On display in the first room, which is devoted to FLORA, the undisputed star of this latest edition is Cinzia Castagna‘s beautiful photography. This artist from Piacenza, a lover of gardens and of the landscape, creates what we can truly call “portraits of flowers”. Thanks to a skilful play of light and shadow, she is able to capture the magical moment when a flower blooms, in images with a tactile density that feels three-dimensional and alive. Flowers are nature’s most beautiful gift, the culmination of the productive life of a plant that, sometimes, as is the case with cacti, dies once it has produced its first buds. They are natural sculptures with their own internal and external architecture (simply think of their pistils and petals), so surprising as to not seem real. They are abstract “figures and silhouettes”, removed from their own dimension of space and time, revealing themselves to us in all of their geometric forms, where we can explore the warp and weft of their botanical weave. These works are indisputably objective, but simultaneously poetic. Every plant (from the stalks growing in the fields, to the flora that springs up wild on stream banks, to the most complicated of flowers) all are born as objects of design.
The next area, the room devoted to wood, is a space to be explored, because the types of wood are myriad, as are their colours and scents. Running our fingers over their surfaces and their rings, we can understand much of a tree’s history. We can examine pieces of shrubs from faraway lands, rough or sanded, smooth or covered in knots. An expert artist/woodworker will tell us the story of this “living material” and introduce us to every piece, pointing out each one’s individual traits.

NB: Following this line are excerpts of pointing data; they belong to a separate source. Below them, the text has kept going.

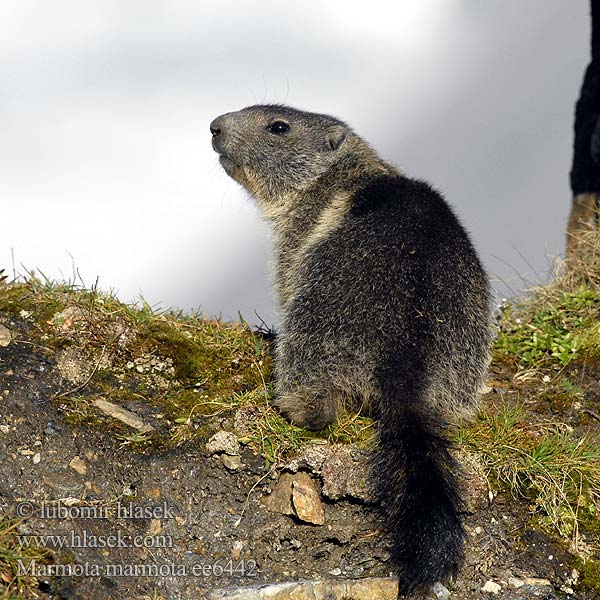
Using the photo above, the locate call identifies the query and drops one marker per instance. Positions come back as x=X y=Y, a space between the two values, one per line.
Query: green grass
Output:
x=12 y=585
x=196 y=371
x=557 y=471
x=551 y=330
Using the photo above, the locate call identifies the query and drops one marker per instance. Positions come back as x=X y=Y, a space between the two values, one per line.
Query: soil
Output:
x=215 y=530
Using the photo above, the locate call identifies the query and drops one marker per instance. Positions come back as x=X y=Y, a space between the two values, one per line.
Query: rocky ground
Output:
x=192 y=520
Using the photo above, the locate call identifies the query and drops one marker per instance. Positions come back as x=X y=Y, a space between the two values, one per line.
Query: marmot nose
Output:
x=215 y=127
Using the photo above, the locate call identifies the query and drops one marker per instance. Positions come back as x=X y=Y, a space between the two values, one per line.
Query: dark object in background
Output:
x=595 y=145
x=585 y=172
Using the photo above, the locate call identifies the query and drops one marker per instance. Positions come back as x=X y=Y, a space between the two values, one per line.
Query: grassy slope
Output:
x=537 y=436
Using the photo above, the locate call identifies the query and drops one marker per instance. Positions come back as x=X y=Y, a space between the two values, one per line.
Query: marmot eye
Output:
x=278 y=127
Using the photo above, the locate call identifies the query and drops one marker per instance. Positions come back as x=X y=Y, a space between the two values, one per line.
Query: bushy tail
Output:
x=418 y=490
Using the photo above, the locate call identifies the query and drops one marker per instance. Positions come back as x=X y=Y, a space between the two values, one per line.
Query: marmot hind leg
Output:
x=312 y=406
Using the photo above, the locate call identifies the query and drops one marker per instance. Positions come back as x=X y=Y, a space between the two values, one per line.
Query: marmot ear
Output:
x=335 y=137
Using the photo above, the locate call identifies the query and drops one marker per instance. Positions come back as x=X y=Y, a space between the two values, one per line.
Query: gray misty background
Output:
x=105 y=157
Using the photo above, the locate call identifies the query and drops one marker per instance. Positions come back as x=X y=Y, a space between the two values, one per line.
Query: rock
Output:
x=343 y=468
x=296 y=495
x=516 y=583
x=5 y=336
x=77 y=464
x=280 y=498
x=122 y=414
x=236 y=550
x=473 y=483
x=231 y=463
x=66 y=319
x=376 y=588
x=491 y=587
x=311 y=458
x=242 y=417
x=223 y=441
x=74 y=365
x=537 y=581
x=441 y=591
x=306 y=500
x=346 y=473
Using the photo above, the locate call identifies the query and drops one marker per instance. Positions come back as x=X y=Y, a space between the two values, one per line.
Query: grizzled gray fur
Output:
x=384 y=305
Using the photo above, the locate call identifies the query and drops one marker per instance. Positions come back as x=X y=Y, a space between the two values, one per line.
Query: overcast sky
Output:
x=105 y=156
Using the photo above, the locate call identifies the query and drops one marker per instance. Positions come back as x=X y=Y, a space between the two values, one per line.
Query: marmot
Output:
x=383 y=301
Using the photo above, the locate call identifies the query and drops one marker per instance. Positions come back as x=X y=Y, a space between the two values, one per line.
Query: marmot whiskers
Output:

Lastly, we come to the room devoted to nature, built to draw us in visually and emotionally as we enter, transporting us to a different dimension, one made up of leaves that whisper, trees that breathe, and waterfalls that roar thunderously down. The images and sounds here will convey visitors to forests and plains, dripping caverns and meadows in flower. It will only take a moment for us to leave behind the noise and the monochrome grey of the city and find ourselves immersed in a riotous carnival of colour.